Everyone stepped back when she reached the ground. I knew it was less in homage than in abject fright. She paused, as if waiting for something. She turned her head toward one of the female servants who gasped. I could almost feel the tingly shock that passed from the veiled figure to the girl. She handed her torch to one of the others and stepped up to take away the veil, immediately kneeling at the woman’s feet.
The woman pushed her over with the ball of her foot. “Fool,” she said, in a low, throaty tone that carried like a deep-tolling bell. It awoke echoes of memory in me, from even earlier than our interview in her chambers. “Where’s that gate guard?”
Phandros approached, rubbing his hands together obsequiously. He didn't look at me. “Here I am, my lady.”
Her deep-set eyes narrowed. “My lady? Have I been demoted?”
“I beg pardon, my queen.”
“That’s better.” She showed her white teeth in what might have been a smile. “You are not the regular guard.”
“No, my queen.” He held up his hand, pointing behind him at the town. His hand shook. I hadn’t thought he was that good of an actor. “He has gone to the festival. I am substituting.”
“Oh, you are substituting, are you? Very well. Show my servants out, lock the gate, then return.”

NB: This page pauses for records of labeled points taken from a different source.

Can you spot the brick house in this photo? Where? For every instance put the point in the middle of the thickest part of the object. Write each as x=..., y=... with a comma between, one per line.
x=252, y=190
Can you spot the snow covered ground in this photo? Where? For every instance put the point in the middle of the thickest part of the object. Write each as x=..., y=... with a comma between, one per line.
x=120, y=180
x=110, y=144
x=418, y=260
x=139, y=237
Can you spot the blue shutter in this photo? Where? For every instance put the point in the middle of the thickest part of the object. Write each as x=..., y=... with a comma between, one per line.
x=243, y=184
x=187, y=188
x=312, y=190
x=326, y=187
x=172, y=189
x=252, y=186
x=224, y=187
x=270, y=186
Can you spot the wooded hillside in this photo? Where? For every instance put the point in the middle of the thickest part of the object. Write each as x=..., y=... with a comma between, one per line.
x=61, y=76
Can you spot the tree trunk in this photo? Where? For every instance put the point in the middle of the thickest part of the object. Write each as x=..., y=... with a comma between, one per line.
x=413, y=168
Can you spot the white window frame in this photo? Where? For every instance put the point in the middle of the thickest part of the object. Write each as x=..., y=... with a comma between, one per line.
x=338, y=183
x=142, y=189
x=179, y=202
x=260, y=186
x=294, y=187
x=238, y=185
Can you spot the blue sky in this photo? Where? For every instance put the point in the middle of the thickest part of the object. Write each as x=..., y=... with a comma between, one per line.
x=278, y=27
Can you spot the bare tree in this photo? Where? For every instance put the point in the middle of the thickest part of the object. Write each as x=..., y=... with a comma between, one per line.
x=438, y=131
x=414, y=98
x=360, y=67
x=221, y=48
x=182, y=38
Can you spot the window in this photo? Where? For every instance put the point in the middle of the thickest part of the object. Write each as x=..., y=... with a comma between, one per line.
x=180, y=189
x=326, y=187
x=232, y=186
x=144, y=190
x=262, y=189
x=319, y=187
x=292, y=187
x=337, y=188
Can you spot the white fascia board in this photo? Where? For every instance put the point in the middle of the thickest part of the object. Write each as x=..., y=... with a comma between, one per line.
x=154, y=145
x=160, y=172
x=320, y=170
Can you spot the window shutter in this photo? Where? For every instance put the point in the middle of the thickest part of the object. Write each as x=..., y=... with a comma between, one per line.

“Yes, my queen,” he said, all but bobbing a curtsey.
The maid with the basket and the sergeant remained behind. I wondered if she missed her usual bodyguard who, I hoped, was watching over the princess. If he'd grabbed a fast horse and ridden away, I couldn't blame him. But if he were smart enough to see that a grateful princess was worth more than a doomed queen, he'd stay with the girl. -I had every intention of making sure Zosime didn't return to her palace.
Queen Zosime glanced about her. “It smells,” she said, and held her perfumed sleeve to her nose.
The bizarre yet familiar embroidery running around the cuff caught the torch-light, sparkling with gold thread. No doubt it was the dancing fire that gave the illusion that each sigil moved with intention and sinuous pleasure. I felt a hot jumping sensation in my abdomen muscles and had to take several deep breaths to keep calm. I saw a vision of the dead king of Leros as I'd seen him last, shuffling along, one more among the reanimated dead.